Infectious pneumonia is among the most common infections in human. An appropriate in vivo model is critical for understanding disease pathogenesis and testing the efficacy of novel therapeutics. With this murine oropharyngeal aspiration pneumonia model, one can examine the pathogenesis and new treatments against these deadly infections.
Murine infection models are critical for understanding disease pathogenesis and testing the efficacy of novel therapeutics designed to combat causative pathogens. Infectious pneumonia is among the most common infections presented by patients in the clinic and thus warrants an appropriate in vivo model. Typical pneumonia models use intranasal inoculation, which deposits excessive organisms outside the lung, causing off-target complications and symptoms, such as sinusitis, gastritis, enteritis, physical trauma, or microparticle misting to mimic aerosol spread more typical of viral, tuberculous, or fungal pneumonia. These models do not accurately reflect the pathogenesis of typical community- or healthcare-acquired bacterial pneumonia. In contrast, this murine model of oropharyngeal aspiration pneumonia mimics the droplet route in healthcare-acquired pneumonia. Inoculating 50 µL of the bacteria suspension into the oropharynx of anesthetized mice causes reflexive aspiration, which results in pneumonia. With this model, one can examine the pathogenesis of pneumonia-causing pathogens and new treatments to combat these diseases.

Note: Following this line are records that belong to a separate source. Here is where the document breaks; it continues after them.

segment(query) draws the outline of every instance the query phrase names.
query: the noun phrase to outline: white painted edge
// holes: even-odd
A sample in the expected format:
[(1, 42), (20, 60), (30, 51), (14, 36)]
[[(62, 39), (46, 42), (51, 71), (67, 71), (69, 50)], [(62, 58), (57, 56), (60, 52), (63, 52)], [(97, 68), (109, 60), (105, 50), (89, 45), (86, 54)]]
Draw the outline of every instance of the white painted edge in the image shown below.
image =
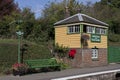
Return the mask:
[(113, 73), (113, 72), (119, 72), (119, 71), (120, 71), (120, 69), (116, 69), (116, 70), (109, 70), (109, 71), (102, 71), (102, 72), (95, 72), (95, 73), (88, 73), (88, 74), (81, 74), (81, 75), (75, 75), (75, 76), (68, 76), (68, 77), (63, 77), (63, 78), (56, 78), (56, 79), (51, 79), (51, 80), (68, 80), (68, 79), (95, 76), (95, 75), (101, 75), (101, 74), (107, 74), (107, 73)]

Lower respiratory infection is the world's deadliest communicable disease and the most common cause of death in developing countries1. Globally, these infections account for more than 3.2 million deaths1. In addition, nosocomial pneumonia is among the most common and deadly forms of healthcare acquired infections, and is caused by the most antibiotic-resistant pathogens2,3. The typical route of acquisition of bacterial pneumonia for both community-acquired and nosocomial pneumonia is the aspiration of oropharyngeal contents into the alveoli. Murine models used to study these diseases often use intranasal inoculation4, depositing much of the bacteria outside the lung, causing off-target complications and symptoms like sinusitis and physical trauma, which are incongruent with the disease progression in human that the models were designed to emulate. Other models may use inhalation chambers and micromisting devices, which more accurately mimic viral, tuberculous, and fungal pneumonias, but do not accurately recapitulate the normal route of acquisition for typical bacterial pneumonias.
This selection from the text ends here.